Tiger King dramatized the world of Florida big cat breeders in a soap-opera fashion, and launched wild characters like Joe Exotic (Joseph Maldonado-Passage) and Carole Baskin to fame. The show also managed to catch the beginning of Maldonado-Passage's arrest for conspiring to murder Baskin, among other salacious and bizarre plot points. And while the show's absurdist quality made it compulsively watchable, especially when we were trying to numb our way through such a horrific moment in history, it highlighted a growing moral ambiguity in the true crime meets reality TV genre.
It was reported that co-producers and co-directors, Eric Goode and Rebecca Chaiklin, had vocally set out to make the big cat version of 2013's hit documentary Blackfish that caused major backlash against SeaWorld. But as Blackfish producer Manny Oteyza simply put it, "Tiger King is not the Blackfish of the big cat world." While Tiger King might have succeeded at being entertaining, it completely failed one of its main subjects, the big cats in captivity all around this county at breeding farms disguised as "sanctuaries" and roadside zoos. With the lack of government regulation on big cat ownership, there are now more big cats in captivity in these amusement-type establishments in the US alone than in the wild — a fact the show fails to mention. And much like a carnival barker, the show seemed to yell "don't mind the rampant animal abuse we're showing you!" and instead pulled focus to its set of whacky, morally reprehensible characters.
In many ways that carnival barking worked. One huge problem with Tiger King was the gross hero worship of Joe Exotic that it spurred, a felon who all but directly admits to killing big cats when they become too unruly to manage, while also exploiting and derailing the lives of those around him on camera. While he seemed like something out of a Danny McBride creation, he wasn't fictional, and the show overlooked his dubious and amoral behavior for the sake of reveling in wild, unseen Americana of it all. The fanaticism for Exotic got to the point that then President Trump was even asked during a press conference at the time if he would consider pardoning Maldonado-Passage. Carole Baskin, the villain of the show despite being one of the few characters running a recognized conservatory for Big Cats, who also straddled moral lines in the story, ended up on Dancing With The Stars after Tiger King reached peak frenzy — performing at one point in a lion costume.

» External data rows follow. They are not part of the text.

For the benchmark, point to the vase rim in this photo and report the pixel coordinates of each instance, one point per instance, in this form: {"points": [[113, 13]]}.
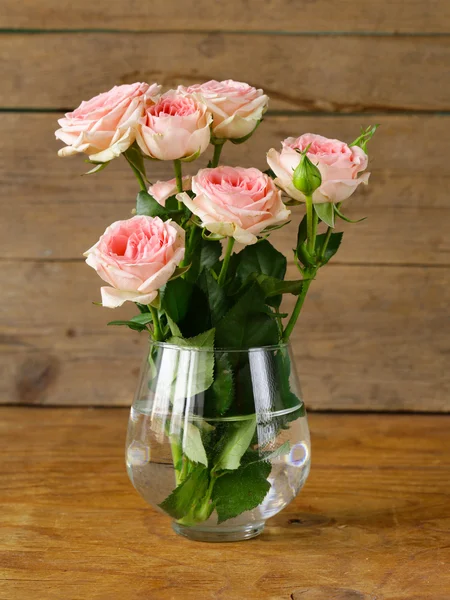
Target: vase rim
{"points": [[269, 348]]}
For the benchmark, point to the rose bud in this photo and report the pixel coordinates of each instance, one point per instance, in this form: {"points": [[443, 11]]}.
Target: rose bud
{"points": [[307, 177]]}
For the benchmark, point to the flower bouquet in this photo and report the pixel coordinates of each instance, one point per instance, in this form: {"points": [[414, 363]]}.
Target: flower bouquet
{"points": [[217, 437]]}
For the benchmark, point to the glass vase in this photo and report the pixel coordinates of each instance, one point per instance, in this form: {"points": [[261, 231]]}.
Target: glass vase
{"points": [[218, 438]]}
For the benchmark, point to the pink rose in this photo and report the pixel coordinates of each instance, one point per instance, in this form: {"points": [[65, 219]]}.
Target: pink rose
{"points": [[177, 127], [105, 126], [236, 202], [162, 190], [339, 165], [237, 107], [136, 257]]}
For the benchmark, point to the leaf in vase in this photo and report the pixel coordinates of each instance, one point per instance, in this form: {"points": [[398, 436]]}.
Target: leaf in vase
{"points": [[241, 490], [193, 445], [222, 390], [246, 324], [217, 298], [236, 442], [184, 498]]}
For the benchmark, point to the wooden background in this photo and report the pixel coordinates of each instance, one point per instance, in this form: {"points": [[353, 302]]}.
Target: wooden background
{"points": [[374, 334]]}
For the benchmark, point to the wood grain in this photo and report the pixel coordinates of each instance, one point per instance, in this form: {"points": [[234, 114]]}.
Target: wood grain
{"points": [[370, 338], [339, 74], [371, 523], [253, 15], [63, 214]]}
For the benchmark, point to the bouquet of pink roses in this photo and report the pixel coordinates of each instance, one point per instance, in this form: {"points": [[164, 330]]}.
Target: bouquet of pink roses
{"points": [[198, 294]]}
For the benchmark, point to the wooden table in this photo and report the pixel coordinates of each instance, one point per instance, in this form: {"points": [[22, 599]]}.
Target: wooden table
{"points": [[373, 521]]}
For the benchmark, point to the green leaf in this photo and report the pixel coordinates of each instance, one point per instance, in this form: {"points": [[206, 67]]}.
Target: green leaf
{"points": [[344, 218], [241, 490], [365, 137], [325, 212], [135, 326], [211, 237], [186, 497], [175, 297], [270, 173], [203, 340], [203, 255], [236, 442], [142, 319], [147, 205], [268, 230], [246, 325], [174, 329], [221, 393], [193, 445], [143, 308], [198, 318], [179, 271], [261, 258], [332, 247], [217, 299]]}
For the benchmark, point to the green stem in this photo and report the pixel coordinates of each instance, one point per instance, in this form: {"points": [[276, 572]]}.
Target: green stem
{"points": [[325, 242], [137, 174], [179, 179], [310, 224], [177, 456], [156, 326], [297, 308], [226, 261], [216, 155], [314, 232]]}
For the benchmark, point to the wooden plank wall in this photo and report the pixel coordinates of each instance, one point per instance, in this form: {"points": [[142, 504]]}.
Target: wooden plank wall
{"points": [[374, 334]]}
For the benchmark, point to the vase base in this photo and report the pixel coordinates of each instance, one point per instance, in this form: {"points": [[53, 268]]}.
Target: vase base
{"points": [[218, 534]]}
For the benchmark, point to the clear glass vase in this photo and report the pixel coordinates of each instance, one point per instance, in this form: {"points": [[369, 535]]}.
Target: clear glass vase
{"points": [[218, 439]]}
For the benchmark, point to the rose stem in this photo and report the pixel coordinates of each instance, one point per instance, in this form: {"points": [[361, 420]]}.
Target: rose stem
{"points": [[179, 179], [226, 260], [297, 308], [137, 173], [216, 155], [325, 243], [312, 221], [328, 236], [156, 327]]}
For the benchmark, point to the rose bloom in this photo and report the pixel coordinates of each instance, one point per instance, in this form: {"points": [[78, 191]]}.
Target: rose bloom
{"points": [[176, 127], [105, 126], [339, 164], [236, 202], [136, 257], [162, 190], [237, 107]]}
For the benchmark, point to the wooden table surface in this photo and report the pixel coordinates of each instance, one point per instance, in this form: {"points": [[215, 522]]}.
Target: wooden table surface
{"points": [[372, 522]]}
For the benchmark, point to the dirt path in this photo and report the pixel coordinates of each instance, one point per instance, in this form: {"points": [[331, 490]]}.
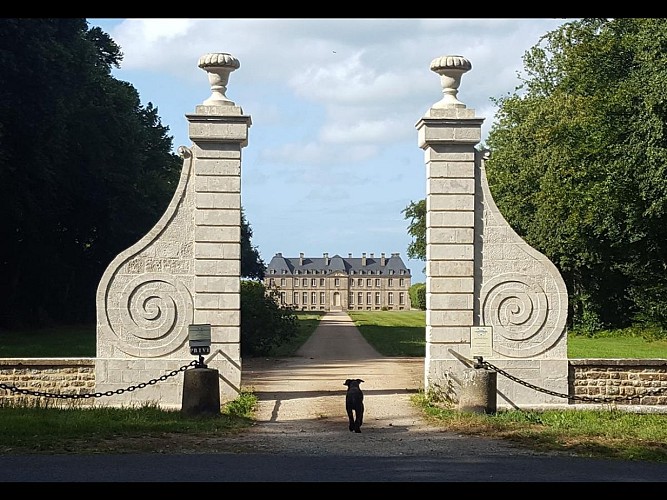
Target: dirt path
{"points": [[301, 405]]}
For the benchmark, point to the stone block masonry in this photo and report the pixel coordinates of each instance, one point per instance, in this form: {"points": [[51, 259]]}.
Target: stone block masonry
{"points": [[587, 378]]}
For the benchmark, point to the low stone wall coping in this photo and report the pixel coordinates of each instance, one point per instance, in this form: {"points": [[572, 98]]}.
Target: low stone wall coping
{"points": [[36, 362], [618, 362]]}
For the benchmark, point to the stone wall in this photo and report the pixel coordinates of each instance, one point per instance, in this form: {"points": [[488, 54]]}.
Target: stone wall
{"points": [[48, 375], [588, 378], [605, 378]]}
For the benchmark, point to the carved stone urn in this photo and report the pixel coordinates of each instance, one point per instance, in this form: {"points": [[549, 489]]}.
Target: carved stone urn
{"points": [[218, 66], [450, 69]]}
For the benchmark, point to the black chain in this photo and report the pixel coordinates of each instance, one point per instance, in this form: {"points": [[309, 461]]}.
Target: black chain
{"points": [[100, 394], [480, 363]]}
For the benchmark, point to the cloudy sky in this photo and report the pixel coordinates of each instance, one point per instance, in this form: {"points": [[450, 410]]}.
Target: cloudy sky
{"points": [[332, 156]]}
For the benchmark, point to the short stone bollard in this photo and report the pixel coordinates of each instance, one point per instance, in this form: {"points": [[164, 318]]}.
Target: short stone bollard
{"points": [[478, 391], [201, 392]]}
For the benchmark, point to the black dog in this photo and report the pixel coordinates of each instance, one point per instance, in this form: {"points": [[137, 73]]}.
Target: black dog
{"points": [[354, 403]]}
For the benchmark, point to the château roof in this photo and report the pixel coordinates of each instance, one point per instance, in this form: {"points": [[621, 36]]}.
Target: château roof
{"points": [[392, 265]]}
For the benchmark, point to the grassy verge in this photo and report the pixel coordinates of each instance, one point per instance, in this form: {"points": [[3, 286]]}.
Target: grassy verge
{"points": [[612, 433]]}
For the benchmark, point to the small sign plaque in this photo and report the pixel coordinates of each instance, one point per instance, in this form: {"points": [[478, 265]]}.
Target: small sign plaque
{"points": [[200, 339], [481, 341]]}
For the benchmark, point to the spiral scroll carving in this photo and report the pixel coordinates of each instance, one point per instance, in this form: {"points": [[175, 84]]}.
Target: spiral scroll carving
{"points": [[153, 313], [518, 308]]}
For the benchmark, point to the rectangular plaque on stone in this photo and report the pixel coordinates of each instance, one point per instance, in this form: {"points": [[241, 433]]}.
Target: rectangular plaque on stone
{"points": [[481, 341]]}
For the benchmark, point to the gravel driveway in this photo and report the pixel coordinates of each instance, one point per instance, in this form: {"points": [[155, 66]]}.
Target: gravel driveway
{"points": [[301, 407]]}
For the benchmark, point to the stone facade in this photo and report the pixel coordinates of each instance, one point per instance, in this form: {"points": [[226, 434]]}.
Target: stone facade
{"points": [[186, 270], [588, 380], [335, 283], [481, 277]]}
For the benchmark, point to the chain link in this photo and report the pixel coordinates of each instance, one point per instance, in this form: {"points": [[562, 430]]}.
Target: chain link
{"points": [[480, 363], [131, 388]]}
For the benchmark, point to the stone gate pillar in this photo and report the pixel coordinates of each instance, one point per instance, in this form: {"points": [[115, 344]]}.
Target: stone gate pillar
{"points": [[487, 291], [185, 271]]}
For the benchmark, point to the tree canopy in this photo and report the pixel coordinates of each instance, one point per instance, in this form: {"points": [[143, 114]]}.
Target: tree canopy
{"points": [[85, 171], [578, 166]]}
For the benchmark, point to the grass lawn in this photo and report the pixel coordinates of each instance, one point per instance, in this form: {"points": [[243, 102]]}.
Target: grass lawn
{"points": [[612, 434]]}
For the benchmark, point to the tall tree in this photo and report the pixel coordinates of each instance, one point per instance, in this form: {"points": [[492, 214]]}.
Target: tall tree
{"points": [[415, 212], [579, 160], [85, 169], [252, 265]]}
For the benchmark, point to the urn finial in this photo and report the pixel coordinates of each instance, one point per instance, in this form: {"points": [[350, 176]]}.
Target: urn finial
{"points": [[450, 69], [218, 65]]}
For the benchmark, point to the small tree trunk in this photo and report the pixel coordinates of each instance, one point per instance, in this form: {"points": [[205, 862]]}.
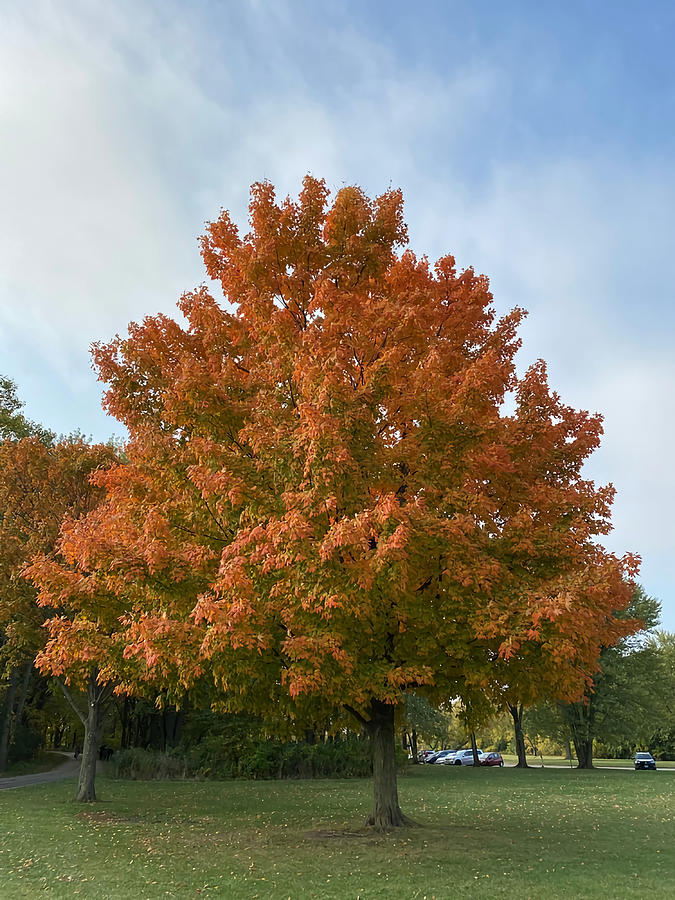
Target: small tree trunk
{"points": [[27, 672], [584, 750], [386, 812], [8, 717], [93, 729], [517, 716]]}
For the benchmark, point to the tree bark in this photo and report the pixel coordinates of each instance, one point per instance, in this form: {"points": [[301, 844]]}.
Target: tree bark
{"points": [[516, 711], [386, 811], [474, 750], [581, 720], [27, 672], [7, 718], [93, 731], [583, 747]]}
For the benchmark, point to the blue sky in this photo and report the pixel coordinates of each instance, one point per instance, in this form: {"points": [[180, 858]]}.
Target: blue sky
{"points": [[533, 140]]}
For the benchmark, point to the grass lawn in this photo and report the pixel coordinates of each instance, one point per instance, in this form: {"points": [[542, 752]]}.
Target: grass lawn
{"points": [[510, 760], [544, 833]]}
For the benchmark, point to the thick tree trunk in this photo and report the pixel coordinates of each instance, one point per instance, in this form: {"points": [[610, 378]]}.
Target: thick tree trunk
{"points": [[583, 747], [7, 718], [517, 716], [93, 729], [581, 720], [386, 812]]}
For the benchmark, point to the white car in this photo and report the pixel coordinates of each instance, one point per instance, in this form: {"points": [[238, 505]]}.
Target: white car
{"points": [[465, 757], [447, 758], [443, 758]]}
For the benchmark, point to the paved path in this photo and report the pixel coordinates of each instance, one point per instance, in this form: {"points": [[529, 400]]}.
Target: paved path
{"points": [[67, 769]]}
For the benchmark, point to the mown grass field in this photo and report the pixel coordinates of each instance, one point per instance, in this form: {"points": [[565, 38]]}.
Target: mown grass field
{"points": [[43, 762], [544, 833]]}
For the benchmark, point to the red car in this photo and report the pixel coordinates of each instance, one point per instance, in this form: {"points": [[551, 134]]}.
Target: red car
{"points": [[492, 759]]}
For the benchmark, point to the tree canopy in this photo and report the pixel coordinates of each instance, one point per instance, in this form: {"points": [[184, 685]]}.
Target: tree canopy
{"points": [[327, 502]]}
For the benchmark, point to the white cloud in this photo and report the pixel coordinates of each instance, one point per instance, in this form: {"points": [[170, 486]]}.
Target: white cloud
{"points": [[125, 125]]}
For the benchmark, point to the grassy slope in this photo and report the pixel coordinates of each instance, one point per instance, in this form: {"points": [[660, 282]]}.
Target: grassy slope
{"points": [[496, 833]]}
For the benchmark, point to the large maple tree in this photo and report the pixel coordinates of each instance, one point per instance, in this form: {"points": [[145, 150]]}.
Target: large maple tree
{"points": [[326, 502]]}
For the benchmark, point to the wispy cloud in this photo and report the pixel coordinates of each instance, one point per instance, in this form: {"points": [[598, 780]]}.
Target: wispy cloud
{"points": [[126, 125]]}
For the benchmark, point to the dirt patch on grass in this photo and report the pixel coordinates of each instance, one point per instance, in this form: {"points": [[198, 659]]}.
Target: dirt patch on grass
{"points": [[326, 834], [103, 817]]}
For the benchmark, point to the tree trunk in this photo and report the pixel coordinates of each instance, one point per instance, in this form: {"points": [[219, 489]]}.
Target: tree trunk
{"points": [[7, 718], [93, 730], [474, 750], [517, 716], [386, 812], [581, 720], [583, 747], [27, 672]]}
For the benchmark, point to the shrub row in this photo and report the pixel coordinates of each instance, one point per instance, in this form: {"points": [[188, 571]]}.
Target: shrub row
{"points": [[266, 759]]}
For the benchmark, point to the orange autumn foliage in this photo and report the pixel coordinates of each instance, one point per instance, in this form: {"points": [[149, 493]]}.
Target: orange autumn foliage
{"points": [[326, 501], [41, 485]]}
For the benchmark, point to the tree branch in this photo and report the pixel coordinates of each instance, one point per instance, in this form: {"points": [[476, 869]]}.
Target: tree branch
{"points": [[69, 698]]}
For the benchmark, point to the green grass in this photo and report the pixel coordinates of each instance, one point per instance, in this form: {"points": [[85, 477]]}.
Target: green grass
{"points": [[510, 760], [546, 833], [43, 762]]}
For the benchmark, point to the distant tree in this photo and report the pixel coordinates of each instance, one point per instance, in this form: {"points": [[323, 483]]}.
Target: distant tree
{"points": [[622, 702], [40, 485], [13, 424]]}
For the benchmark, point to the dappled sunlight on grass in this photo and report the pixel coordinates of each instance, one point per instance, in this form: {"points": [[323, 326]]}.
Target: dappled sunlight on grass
{"points": [[498, 833]]}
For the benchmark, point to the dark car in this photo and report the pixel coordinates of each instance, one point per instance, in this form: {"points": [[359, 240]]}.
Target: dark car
{"points": [[439, 757], [492, 759], [645, 761]]}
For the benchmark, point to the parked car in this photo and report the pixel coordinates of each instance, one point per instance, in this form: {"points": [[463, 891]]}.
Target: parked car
{"points": [[465, 758], [431, 756], [645, 761], [446, 758], [491, 759], [439, 757]]}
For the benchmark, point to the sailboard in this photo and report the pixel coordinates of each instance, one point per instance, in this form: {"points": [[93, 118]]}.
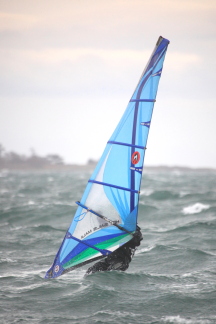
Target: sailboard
{"points": [[106, 215]]}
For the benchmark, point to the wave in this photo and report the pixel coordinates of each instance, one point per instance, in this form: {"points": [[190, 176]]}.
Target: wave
{"points": [[182, 320], [164, 195], [195, 208]]}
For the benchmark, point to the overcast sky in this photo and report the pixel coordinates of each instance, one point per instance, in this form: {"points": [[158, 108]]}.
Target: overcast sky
{"points": [[69, 68]]}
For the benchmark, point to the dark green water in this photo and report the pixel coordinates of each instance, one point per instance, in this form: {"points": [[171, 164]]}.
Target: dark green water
{"points": [[172, 278]]}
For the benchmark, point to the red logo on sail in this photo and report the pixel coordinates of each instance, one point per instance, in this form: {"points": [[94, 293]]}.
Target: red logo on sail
{"points": [[135, 157]]}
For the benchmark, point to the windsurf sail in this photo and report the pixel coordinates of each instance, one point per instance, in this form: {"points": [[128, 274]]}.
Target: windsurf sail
{"points": [[106, 216]]}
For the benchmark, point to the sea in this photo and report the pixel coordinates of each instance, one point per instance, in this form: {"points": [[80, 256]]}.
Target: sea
{"points": [[171, 279]]}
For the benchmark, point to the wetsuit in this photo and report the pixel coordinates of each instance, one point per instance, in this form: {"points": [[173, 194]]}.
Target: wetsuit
{"points": [[120, 258]]}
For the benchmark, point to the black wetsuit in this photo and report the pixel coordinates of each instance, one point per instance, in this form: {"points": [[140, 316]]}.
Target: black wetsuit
{"points": [[120, 258]]}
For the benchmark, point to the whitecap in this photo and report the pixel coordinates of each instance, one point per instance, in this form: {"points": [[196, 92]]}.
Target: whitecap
{"points": [[195, 209], [181, 320]]}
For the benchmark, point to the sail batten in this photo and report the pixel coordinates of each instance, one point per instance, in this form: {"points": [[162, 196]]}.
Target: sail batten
{"points": [[112, 185], [113, 188]]}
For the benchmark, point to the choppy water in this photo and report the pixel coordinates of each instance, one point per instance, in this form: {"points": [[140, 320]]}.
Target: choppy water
{"points": [[172, 278]]}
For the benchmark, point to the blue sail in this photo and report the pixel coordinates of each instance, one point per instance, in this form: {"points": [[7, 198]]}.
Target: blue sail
{"points": [[106, 216]]}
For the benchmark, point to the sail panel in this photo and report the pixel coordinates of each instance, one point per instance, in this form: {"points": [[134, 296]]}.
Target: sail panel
{"points": [[112, 193]]}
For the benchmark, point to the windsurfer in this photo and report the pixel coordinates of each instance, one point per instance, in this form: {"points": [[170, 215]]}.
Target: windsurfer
{"points": [[120, 258]]}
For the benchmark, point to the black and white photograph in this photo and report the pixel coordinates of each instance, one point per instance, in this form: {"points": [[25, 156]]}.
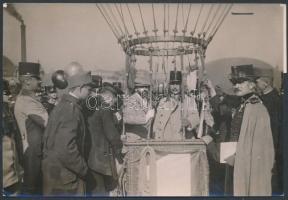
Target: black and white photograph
{"points": [[143, 99]]}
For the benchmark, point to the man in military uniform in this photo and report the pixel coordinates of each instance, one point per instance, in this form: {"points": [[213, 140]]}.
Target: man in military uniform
{"points": [[106, 144], [11, 144], [138, 112], [31, 118], [65, 153], [169, 119], [272, 100], [250, 128]]}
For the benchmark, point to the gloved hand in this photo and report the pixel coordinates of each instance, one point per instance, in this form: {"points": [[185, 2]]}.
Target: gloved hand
{"points": [[207, 139], [120, 158], [230, 160], [185, 122], [150, 114], [90, 180]]}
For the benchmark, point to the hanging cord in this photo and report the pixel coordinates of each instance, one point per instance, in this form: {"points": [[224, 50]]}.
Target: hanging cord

Tiger King also pointed out another growing trap of our ever streaming, perpetually online world, and that is the lengths people will take to farm content at this point. While sometimes it feels like the true crime bubble has burst, it doesn't seem to be going away, only morphing. Streamers and podcasters are having to shift and find new ways to tell us horrifying, fucked up things that really happened, but they're managing. And then we as the consumers gleefully gobble them up. It's not necessarily wrong, but it is strange, and the fanaticism over Joe Exotic points to how it can have a sinister side.
Our escapism has become watching things fall apart, and that has consequences. Tim Harrison, a retired police officer and exotic wildlife specialist in Dayton, Ohio, spoke to the negative impact he expected Tiger King to have on the plight of big cats, stating "We’re going to start seeing more selfies with cubs, more people wanting tiger cubs." He told the New York Times that he had also refused to participate in the first season because, "it sounded like potentially it could be a freak show.” And Mr. Harrison was completely correct. While Netflix might have curated a hit by releasing the first season of Tiger King at the beginning of a dark time, it's clear that they have no concern for its ramifications. As the pandemic continues to ravage the world, despite it unfortunately being normalized at this point, the streaming service — whose advert for season two promises "just as much mayhem and madness" — seems to answer that existential reality with, "Let them eat cake," or rather "Let them watch more Tiger King."